Non, tu peux voter pour une partie de tes idées. Et c'est ce que je ferais désormais avec Ségolene. elle m'a partiellement convaincue. Et l'axe Royal-Bayrou sur les institutions, le système politique, la République, les valeurs, moi j'y adhère des deux mains, et je leur demande juste de gagner de mettre en oeuvre leurs discours par la suite. Même si cela implique de renoncer à d'autres idées dans d'autres domaines. Faut hierarchiser ses priorités.

En même temps, au deuxième tour, c'est dur de voter "inutile"...:)
Même l'abstention n'est pas inutile, vu que c'est un demi-vote Sarko.

Xav a dit…

Oui tu probablement raison... Je dois avouer que Sego me convainc de plus en plus aussi, je la trouve droite dans ses bottes (sans mauvais jeu de mot) et claire dans son débat avec François...

Seulement, devant le gigantisme des enjeux auxquels nous allons être confrontés dans les 20 prochaines années (la république peux se pavaner, mais les pieds dans l'eau et la tête au soleil, la république elle va en prendre un coup !!), tous ces débats sont pour moi un peu inutile puisque les programmes sont centrés sur les symptomes et non les causes. D'ou pour moi un vote "utile" pour barrer la route à la droite, mais o grand dieu totalement inutile puisque aucun programme n'est adapté à la situation...

Donc je continue à penser que mon vote Royal va être inutile, bien qu'utile (je me fais comprendre là ???)

Virgile a dit…

Je comprends l'inutilité utile, mais cette fois je vois pas les choses pareil. C'est peut-être la social-liberalite qui me gagne (merde alors, mon héritage ! je vais être renié si ça continue...)

Nan, serieux, Bayrou et Royal ensemble au pouvoir, je me dis qu'ils auraient la capacité d'entrainement pour rénover les institutions, donner un meilleur mode de fonctionnement à notre systeme politique. Et pour relancer l'Europe sur des bonnes bases, et qui permettraient de renouveller l'adhesion populaire.
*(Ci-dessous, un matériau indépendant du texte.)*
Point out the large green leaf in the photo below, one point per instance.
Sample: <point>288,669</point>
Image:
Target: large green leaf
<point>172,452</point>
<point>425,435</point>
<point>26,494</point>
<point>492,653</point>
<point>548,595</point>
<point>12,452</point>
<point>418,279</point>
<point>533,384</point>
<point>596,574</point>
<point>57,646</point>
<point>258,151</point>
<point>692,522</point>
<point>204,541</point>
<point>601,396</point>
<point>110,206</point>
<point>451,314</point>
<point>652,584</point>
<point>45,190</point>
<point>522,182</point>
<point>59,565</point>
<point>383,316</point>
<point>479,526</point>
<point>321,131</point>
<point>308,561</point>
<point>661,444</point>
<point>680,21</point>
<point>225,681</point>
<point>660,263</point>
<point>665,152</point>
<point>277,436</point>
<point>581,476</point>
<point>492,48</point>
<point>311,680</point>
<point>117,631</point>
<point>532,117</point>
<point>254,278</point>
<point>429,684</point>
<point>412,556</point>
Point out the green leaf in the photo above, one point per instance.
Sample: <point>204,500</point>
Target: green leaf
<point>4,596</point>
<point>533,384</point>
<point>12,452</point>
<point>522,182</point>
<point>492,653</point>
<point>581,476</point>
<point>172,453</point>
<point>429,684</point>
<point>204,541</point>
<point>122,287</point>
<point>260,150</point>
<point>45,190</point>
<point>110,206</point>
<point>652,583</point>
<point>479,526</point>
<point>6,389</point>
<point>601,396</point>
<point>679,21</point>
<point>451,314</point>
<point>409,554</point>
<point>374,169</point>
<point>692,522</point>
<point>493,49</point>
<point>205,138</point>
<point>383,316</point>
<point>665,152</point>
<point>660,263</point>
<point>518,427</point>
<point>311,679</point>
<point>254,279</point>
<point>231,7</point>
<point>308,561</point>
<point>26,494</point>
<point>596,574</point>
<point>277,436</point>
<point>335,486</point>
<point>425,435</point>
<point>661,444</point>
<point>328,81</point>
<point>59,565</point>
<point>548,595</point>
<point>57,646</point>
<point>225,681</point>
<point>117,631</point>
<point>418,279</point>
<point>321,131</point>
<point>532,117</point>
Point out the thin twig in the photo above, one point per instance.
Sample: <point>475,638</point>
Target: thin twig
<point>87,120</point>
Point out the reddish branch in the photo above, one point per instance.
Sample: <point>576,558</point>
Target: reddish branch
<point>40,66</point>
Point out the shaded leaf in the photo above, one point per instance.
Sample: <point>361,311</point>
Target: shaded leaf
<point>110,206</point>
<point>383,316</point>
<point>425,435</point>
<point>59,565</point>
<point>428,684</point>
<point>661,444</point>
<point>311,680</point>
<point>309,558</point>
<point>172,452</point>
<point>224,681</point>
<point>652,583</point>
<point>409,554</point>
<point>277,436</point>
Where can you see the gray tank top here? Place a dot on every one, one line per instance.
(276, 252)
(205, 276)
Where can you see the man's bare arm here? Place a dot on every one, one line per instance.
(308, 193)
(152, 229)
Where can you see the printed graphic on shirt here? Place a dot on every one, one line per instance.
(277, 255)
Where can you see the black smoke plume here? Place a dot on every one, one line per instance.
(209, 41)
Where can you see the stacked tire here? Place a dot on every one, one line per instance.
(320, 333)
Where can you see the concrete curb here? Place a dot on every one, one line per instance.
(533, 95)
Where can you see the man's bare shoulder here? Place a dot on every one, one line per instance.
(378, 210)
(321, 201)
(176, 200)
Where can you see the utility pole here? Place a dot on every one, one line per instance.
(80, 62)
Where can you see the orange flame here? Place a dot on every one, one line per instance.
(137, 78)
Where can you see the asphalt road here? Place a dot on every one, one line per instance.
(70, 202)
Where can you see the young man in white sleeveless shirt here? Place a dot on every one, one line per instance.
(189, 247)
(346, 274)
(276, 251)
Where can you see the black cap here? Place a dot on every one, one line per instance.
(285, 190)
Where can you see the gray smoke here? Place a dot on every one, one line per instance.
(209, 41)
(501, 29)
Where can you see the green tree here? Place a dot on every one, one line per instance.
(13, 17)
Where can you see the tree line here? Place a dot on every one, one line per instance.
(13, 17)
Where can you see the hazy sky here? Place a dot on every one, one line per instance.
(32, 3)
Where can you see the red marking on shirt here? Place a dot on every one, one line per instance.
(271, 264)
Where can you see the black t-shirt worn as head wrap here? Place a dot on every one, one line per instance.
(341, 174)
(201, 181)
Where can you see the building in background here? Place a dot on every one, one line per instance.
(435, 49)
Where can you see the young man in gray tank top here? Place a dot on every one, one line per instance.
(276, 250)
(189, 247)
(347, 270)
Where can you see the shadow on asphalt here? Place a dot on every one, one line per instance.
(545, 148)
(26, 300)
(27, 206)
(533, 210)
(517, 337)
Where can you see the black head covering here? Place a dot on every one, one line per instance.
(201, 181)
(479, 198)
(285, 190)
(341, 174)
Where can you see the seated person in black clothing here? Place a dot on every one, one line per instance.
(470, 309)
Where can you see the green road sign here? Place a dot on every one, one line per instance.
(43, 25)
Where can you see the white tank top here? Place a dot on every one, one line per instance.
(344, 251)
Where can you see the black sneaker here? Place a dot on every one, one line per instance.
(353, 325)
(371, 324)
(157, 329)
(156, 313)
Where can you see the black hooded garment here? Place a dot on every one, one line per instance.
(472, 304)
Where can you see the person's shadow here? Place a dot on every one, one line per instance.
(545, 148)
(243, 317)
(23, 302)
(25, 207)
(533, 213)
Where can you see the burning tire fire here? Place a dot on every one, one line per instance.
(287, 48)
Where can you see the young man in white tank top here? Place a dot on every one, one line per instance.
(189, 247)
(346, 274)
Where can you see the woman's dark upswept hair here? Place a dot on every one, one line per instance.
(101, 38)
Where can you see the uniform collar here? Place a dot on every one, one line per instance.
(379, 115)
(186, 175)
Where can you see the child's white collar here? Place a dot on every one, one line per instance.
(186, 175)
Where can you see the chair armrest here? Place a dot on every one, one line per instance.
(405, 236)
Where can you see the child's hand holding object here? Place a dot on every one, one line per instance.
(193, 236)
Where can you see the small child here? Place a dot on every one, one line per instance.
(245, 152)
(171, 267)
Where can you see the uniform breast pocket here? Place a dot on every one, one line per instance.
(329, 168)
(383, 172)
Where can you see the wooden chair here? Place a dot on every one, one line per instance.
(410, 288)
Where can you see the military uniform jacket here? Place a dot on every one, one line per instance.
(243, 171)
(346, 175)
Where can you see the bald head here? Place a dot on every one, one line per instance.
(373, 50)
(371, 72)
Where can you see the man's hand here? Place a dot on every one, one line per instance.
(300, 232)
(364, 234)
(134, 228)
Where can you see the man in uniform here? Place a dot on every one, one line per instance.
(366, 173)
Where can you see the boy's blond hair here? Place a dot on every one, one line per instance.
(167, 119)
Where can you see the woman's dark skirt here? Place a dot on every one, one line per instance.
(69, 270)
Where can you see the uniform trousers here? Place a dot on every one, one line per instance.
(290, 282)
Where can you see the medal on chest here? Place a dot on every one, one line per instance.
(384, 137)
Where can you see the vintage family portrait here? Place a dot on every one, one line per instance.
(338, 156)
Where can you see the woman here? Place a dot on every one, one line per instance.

Apres peut-etre les institutions ne sont-elles que la forme, l'important étant le fond. Je sais pas. Si en fait, avec mes recherches, je sais que les deux comptent. Mais sur le plan économique et social, je ne vois aucune solution, sinon un socialisme modéré, rénovateur mais attentif, en attendant l'emergence d'un projet cohérent et surtout à grande echelle, européenne minimum. Pour moi, en attendant, et vu ma situation socio-economique, je mets la priorité sur les institutions d'une part, et d'autre part les banlieues, l'éducation, le vivre-ensemble et la vision d'un avenir attirant pour tous (desirs d'avenir...lol). Et là-dessus, je crois que ça peut dépasser les symptomes pour attaquer partiellement la base, a commencer par l'education, scolaire et familiale et sociale. Mais faut pas oublier le mouvement général mondial, liberalisme, individualisme, violence, thune, business, rapidité, etc. Et ça, c'est pas un petit president (non je ne parle pas de Sarko) qui peut changer tout à lui tout seul.